SC to hear plea against PSA charge on Omar Abdullah

NEW DELHI, Feb 11 (Agencies): The Supreme Court on Monday agreed to hear the plea by Sara Abdullah Pilot — sister of former J&K chief minister Omar Abdullah — challenging her brother’s detention under Public Safety Act.
A top court bench headed by Justice N.V. Ramana agreed to listing of the plea by Sara Abdullah upon a mentioning by senior counsel Kapil Sibal seeking an urgent listing.
Omar Abdullah, his father and former J&K chief minister Farooq Abdullah and other senior Kashmiri leaders are under detention since August 5, 2019, under the instructions of the Centre and the state administration following the abrogation of Article 370 and the bifurcation of the state into two Union Territories.
Sara Abdullah in her petition has contended that there could not be any new material for further detaining a person who is already under detention for last six months.
She has also sought quashing of the February 5, 2020, order detaining Omar Abdullah under the PSA.
Describing the detention as “illegal”, Sara Abdullah in her petition says, “The grounds for the detention order are wholly lacking any material facts or particulars which are imperative for an order of detention.”
Recounting the public service rendered by Omar Abdullah both in the J&K as chief minister and as a Central minister, the petition says, “It is rare that those who have served the nation as members of Parliaments, chief ministers of state, ministers in the Union and have also stood by the national aspirations of India are now perceived as a threat to the state.”
It further says, “It is therefore of the utmost importance and of the utmost urgency that this court protects not only the individual’s Right to Life and Liberty but also protects the essence of Article 21 which is the cornerstone of Part III of the Constitution, a violation of which is anathema to all that a democratic nation stands for.”

Sara Abdullah Pilot stated in her petition that her brother’s detention is a grave violation of his constitutional rights including freedom of speech, and noted that it is part of a “consistent and concerted effort to muzzle all political rivals.”
According to rules, preventive detention can be stretched beyond six months only if an advisory board, constituted two weeks before the completion of the 180-day period, directs for the same.

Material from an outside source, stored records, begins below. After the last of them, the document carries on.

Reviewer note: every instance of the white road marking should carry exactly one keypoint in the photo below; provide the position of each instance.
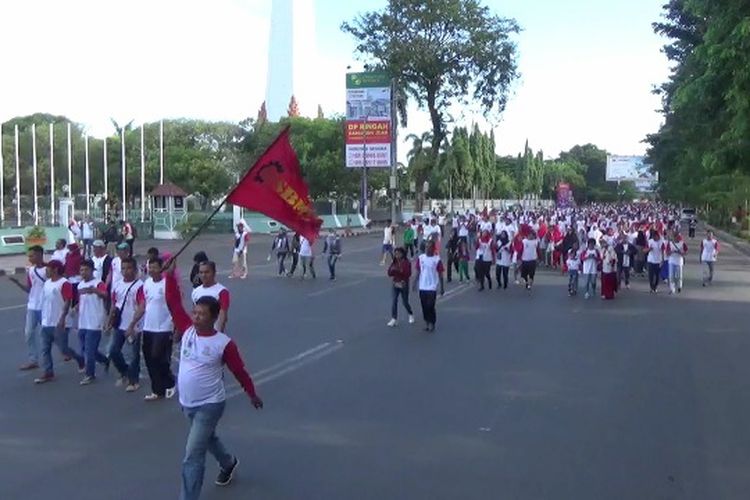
(333, 288)
(8, 308)
(288, 365)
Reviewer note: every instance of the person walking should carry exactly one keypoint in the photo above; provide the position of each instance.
(428, 281)
(204, 352)
(306, 256)
(504, 259)
(126, 327)
(676, 251)
(56, 301)
(36, 275)
(211, 288)
(280, 245)
(91, 317)
(529, 256)
(709, 254)
(654, 258)
(332, 247)
(590, 259)
(157, 332)
(239, 254)
(400, 274)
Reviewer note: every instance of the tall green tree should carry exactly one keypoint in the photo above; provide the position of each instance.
(442, 53)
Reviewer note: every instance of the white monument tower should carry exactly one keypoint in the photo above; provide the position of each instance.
(292, 58)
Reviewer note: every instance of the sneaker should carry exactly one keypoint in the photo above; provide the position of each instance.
(225, 475)
(47, 377)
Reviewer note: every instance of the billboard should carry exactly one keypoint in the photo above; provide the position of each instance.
(368, 132)
(630, 168)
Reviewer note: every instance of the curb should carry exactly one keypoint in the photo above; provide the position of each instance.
(739, 244)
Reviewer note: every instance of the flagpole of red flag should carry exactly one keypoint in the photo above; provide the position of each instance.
(224, 201)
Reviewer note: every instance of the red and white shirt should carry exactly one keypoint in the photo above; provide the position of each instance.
(203, 355)
(430, 268)
(217, 291)
(153, 295)
(126, 302)
(54, 296)
(91, 313)
(35, 278)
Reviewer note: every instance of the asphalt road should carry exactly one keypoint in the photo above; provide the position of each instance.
(515, 396)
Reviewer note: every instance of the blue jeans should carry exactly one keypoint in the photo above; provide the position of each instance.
(332, 264)
(591, 284)
(50, 335)
(31, 332)
(573, 281)
(89, 340)
(202, 438)
(132, 370)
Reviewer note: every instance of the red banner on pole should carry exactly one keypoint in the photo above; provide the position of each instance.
(274, 187)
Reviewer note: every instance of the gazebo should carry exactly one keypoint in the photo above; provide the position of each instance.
(169, 211)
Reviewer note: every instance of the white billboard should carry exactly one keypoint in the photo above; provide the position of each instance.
(630, 168)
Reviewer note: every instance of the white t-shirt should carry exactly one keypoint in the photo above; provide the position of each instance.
(429, 272)
(530, 249)
(387, 236)
(305, 249)
(709, 250)
(35, 278)
(55, 294)
(200, 379)
(60, 254)
(656, 252)
(157, 317)
(126, 302)
(91, 313)
(590, 260)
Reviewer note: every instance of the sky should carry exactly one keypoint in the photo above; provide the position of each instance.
(587, 67)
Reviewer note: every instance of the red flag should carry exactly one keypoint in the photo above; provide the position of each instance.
(274, 187)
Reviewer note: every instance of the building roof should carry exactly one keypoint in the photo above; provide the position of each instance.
(168, 189)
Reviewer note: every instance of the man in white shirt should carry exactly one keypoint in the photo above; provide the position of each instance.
(389, 241)
(211, 288)
(36, 275)
(709, 252)
(157, 332)
(122, 319)
(306, 256)
(655, 259)
(91, 318)
(429, 277)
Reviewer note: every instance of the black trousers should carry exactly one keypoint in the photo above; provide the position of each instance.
(501, 274)
(654, 273)
(528, 270)
(483, 272)
(157, 353)
(428, 299)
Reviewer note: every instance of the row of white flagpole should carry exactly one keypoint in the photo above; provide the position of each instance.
(70, 172)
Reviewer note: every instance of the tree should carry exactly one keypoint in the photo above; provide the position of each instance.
(441, 53)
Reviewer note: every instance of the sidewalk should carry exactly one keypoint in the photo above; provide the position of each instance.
(741, 245)
(215, 243)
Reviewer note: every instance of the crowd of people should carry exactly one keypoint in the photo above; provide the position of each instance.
(142, 308)
(599, 247)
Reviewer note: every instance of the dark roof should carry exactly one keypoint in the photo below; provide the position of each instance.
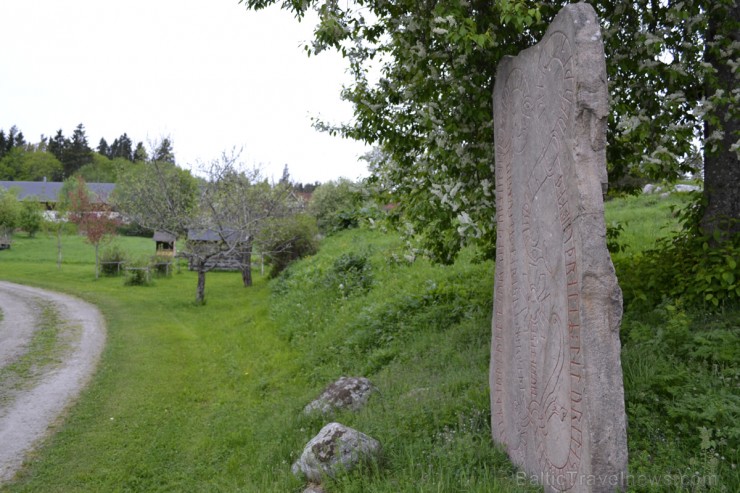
(48, 191)
(164, 237)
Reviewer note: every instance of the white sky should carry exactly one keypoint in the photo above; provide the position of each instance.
(209, 74)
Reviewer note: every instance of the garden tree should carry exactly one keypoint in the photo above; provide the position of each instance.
(11, 165)
(305, 187)
(102, 169)
(244, 205)
(13, 139)
(162, 197)
(10, 210)
(122, 147)
(38, 165)
(103, 148)
(140, 154)
(57, 145)
(31, 218)
(422, 93)
(28, 163)
(76, 153)
(334, 204)
(91, 215)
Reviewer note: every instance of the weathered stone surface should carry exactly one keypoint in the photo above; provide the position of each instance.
(336, 448)
(556, 379)
(346, 393)
(314, 488)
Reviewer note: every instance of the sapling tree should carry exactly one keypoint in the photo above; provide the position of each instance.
(10, 211)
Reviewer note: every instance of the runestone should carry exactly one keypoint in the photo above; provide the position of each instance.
(557, 398)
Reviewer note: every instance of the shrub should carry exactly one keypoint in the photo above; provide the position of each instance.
(351, 273)
(162, 265)
(334, 204)
(290, 239)
(112, 260)
(137, 272)
(30, 218)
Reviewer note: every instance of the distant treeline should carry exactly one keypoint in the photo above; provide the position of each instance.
(60, 157)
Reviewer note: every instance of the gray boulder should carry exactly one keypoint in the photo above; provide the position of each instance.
(346, 393)
(335, 449)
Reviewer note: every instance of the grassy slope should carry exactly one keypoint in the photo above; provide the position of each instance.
(208, 398)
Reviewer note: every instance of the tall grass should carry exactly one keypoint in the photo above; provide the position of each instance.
(209, 398)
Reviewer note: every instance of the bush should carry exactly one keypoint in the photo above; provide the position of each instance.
(112, 260)
(162, 265)
(689, 266)
(137, 273)
(341, 205)
(350, 274)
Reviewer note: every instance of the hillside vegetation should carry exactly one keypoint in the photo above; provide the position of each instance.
(209, 398)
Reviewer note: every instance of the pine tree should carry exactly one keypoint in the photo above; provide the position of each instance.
(78, 153)
(122, 147)
(104, 148)
(58, 145)
(3, 143)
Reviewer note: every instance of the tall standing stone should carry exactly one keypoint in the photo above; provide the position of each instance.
(556, 378)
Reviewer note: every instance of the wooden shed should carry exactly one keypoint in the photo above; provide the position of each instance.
(165, 243)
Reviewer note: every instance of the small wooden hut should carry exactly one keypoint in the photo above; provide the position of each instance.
(165, 244)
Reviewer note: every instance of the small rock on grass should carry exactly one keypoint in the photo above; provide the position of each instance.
(346, 393)
(336, 448)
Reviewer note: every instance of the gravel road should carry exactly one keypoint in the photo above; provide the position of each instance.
(28, 414)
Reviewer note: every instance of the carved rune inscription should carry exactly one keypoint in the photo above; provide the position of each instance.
(555, 291)
(544, 299)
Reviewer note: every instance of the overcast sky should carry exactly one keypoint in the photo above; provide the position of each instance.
(207, 73)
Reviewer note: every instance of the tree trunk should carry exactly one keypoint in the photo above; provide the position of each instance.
(59, 246)
(721, 166)
(246, 262)
(200, 294)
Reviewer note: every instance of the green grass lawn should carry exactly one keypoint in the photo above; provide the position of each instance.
(209, 398)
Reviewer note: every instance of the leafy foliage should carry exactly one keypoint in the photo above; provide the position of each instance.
(30, 218)
(112, 260)
(290, 239)
(335, 204)
(681, 375)
(10, 211)
(684, 267)
(422, 93)
(93, 218)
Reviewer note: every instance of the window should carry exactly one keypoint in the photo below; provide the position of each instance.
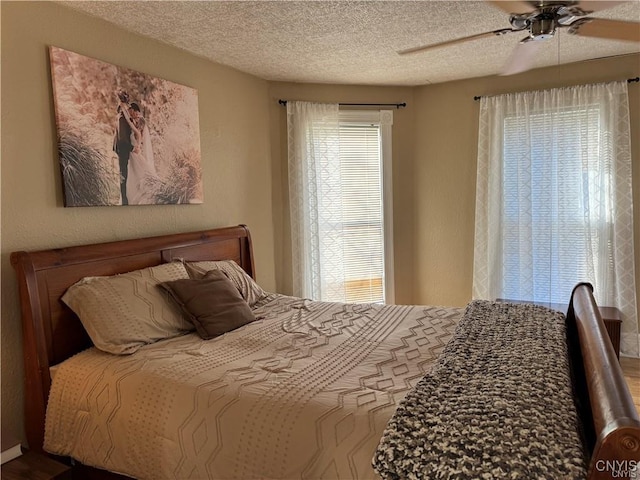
(554, 201)
(363, 216)
(548, 187)
(340, 200)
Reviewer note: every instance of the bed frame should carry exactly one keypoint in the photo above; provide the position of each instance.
(52, 333)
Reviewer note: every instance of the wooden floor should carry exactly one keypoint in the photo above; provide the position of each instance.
(631, 370)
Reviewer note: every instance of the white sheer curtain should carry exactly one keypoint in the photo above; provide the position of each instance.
(316, 210)
(553, 199)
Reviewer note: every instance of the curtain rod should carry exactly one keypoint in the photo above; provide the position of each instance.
(397, 105)
(629, 80)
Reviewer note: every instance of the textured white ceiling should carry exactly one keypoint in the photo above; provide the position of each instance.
(349, 42)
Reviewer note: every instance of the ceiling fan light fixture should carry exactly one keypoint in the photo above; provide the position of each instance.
(543, 28)
(519, 21)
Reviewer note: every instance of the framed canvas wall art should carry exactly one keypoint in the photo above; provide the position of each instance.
(124, 137)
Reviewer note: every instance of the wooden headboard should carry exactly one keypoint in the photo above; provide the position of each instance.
(53, 333)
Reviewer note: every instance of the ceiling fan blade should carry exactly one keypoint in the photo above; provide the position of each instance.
(522, 57)
(459, 40)
(513, 6)
(604, 28)
(597, 5)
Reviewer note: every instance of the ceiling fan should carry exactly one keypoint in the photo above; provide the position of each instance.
(541, 20)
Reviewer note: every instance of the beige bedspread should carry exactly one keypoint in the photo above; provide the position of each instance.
(305, 392)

The PSA dossier prepared by the police to renew Omar Abdullah’s detention cited his ability to convince voters to turn out in huge numbers as one of the reasons for booking him under PSA.
He managed to maintain voter turnout even during the peak of militancy and poll boycott calls by separatist leaders, the dossier is reported to says.
The dossier reportedly mentions that Omar Abdullah was put under house arrest on the grounds of “provoking the general masses in Kashmir” when J&K was reorganised in August last year. It also accuses him of playing divisive politics and following a “radical methodology.”